Heute
ist ein guter Tag für DDR-Erinnerungen. Zwar waren es die Nazis, die
den 1. Mai zum Feiertag erklärten, doch an keinem anderen Datum außer
vielleicht dem 7. Oktober ("Tag der Republik") wähnten sich die
DDR-Genossen so sehr in ihrem Element wie am "Kampf- und Feiertag der
Werktätigen", an welchem man gehalten war, Fahnen aus den Fenstern zu
hängen und mit sogenannten Winkelementen wedelnd an den von ihren
Tribünen zurückwinkenden führenden Genossen vorbeizudefilieren, um sich
danach auf diversen Volksfesten die Kante zu geben oder einer FDJlerin
aus dem blauen Fummel zu helfen.
Mit dem 1. Mai hat meine Reminiszenz aber nicht zu tun.
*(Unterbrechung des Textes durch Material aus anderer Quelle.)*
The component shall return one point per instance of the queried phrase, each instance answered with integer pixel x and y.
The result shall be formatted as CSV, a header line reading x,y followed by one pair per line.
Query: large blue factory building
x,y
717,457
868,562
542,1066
Sondern:
Als
ich vor ein paar Tagen erstmals im Arbeitsamt vorstellig wurde, um
mich, der ich seit meinem Beitritt zur Bundesrepublik weit über eine
Million Mark und später Euro in die Steuer- und Sozialkassen eingezahlt
habe, für ein kurzes Verschnaufpäuschen an die Brüste des Sozialstaates
sinken zu lassen, fiel mir schlagartig ein, dass ich ja doch schon
einmal davor auf einem Arbeitsamt gewesen bin, nämlich im Sommer 1991 in
Ostberlin. Dieses Arbeitsamt nun befand sich – oder befindet sich noch –
an einem sehr exklusiven Ort, nämlich in einem Flügel der ehemaligen
Stasi-Zentrale Normannenstraße. Als ich von dort aus dem Fenster sah,
blickte ich auf das Hans-Zoschke-Stadion, ein Fußballstadion mit knapp
10.000 Plätzen, benannt nach dem 1944 hingerichteten kommunistischen
Widerstandskämpfer Johannes Zoschke. Diese Perspektive entzückte mich
insofern, als ich sie in umgekehrter Richtung schon einmal genießen
durfte, nämlich drei Jahre früher. Damals war ich als Platzwart im
Zoschke-Stadion tätig beziehungsweise untätig, das heißt, ich lief jeden
Morgen auf dem Weg zur Arbeit an den mit Maschinenpistolen bewaffneten
Wächtern des Stasi-Hauptquartiers vorbei, die Haltung annahmen und
salutierten, wenn die Generäle in ihren schwarzen, wenn ich mich recht
entsinne, Citroen-Limousinen hineinfuhren, und während ich die
Kreidekarre schob, um die Strafraumlinien nachzuziehen, starrte mich der
ummauerte Moloch, der das Stadion von drei Seiten einschloss, aus
seinen aberhundert Fenstern an. Am liebsten hätte das MfS dieses Stadion
einfach geschluckt, doch die Witwe Zoschke war wohl noch sehr kregel
und verhinderte mit ihrer schieren Existenz die Umwandlung des
Fußballplatzes in eine Stasi-Betriebssportanlage.
Ich kann mich
noch entsinnen, dass einmal der BFC Dynamo dort spielte, entweder die
Junioren oder die zweite Mannschaft, und zwei Herren aus dem Ministerium
inspizierten vorher die Umkleideräumlichkeiten mit dem Resultat, dass
sämtliche Poster von westlichen Fußballmannschaften entfernt werden
mussten. Ich bin mir auch ziemlich sicher, dass die tausendohrigen
Nachbarn ergriffen mithörten, wenn die anderen Sportplatzangestellten
vom Diensttelefon aus Westberliner Prostituierte anriefen, deren Nummern
sie einer Ausgabe der BZ entnahmen, die irgendwer mitgebracht
hatte, und sich nach deren Repertoire erkundigten, um danach bittere
Klage über die Mauer anzustimmen.
Eines schönen Sommertages, um
nun zu der Anekdote zu kommen, die ich eigentlich zum Besten geben will,
legte ich mich also in den Mittelkreis des Fußballplatzes in die Sonne,
und während vor meinem inneren Ohr Debussys Prélude à l’après-midi d’un faune
lief, entschlummerte ich sanft. Nur wenige Minuten später rief der
Direktor des Sportstättenbetriebs im Zoschke-Stadion an. Die Genossen
des Ministeriums für Staatssicherheit hatten sich beschwert, dass der
Platzwart nicht arbeite. Auf die Jungs war eben Verlass.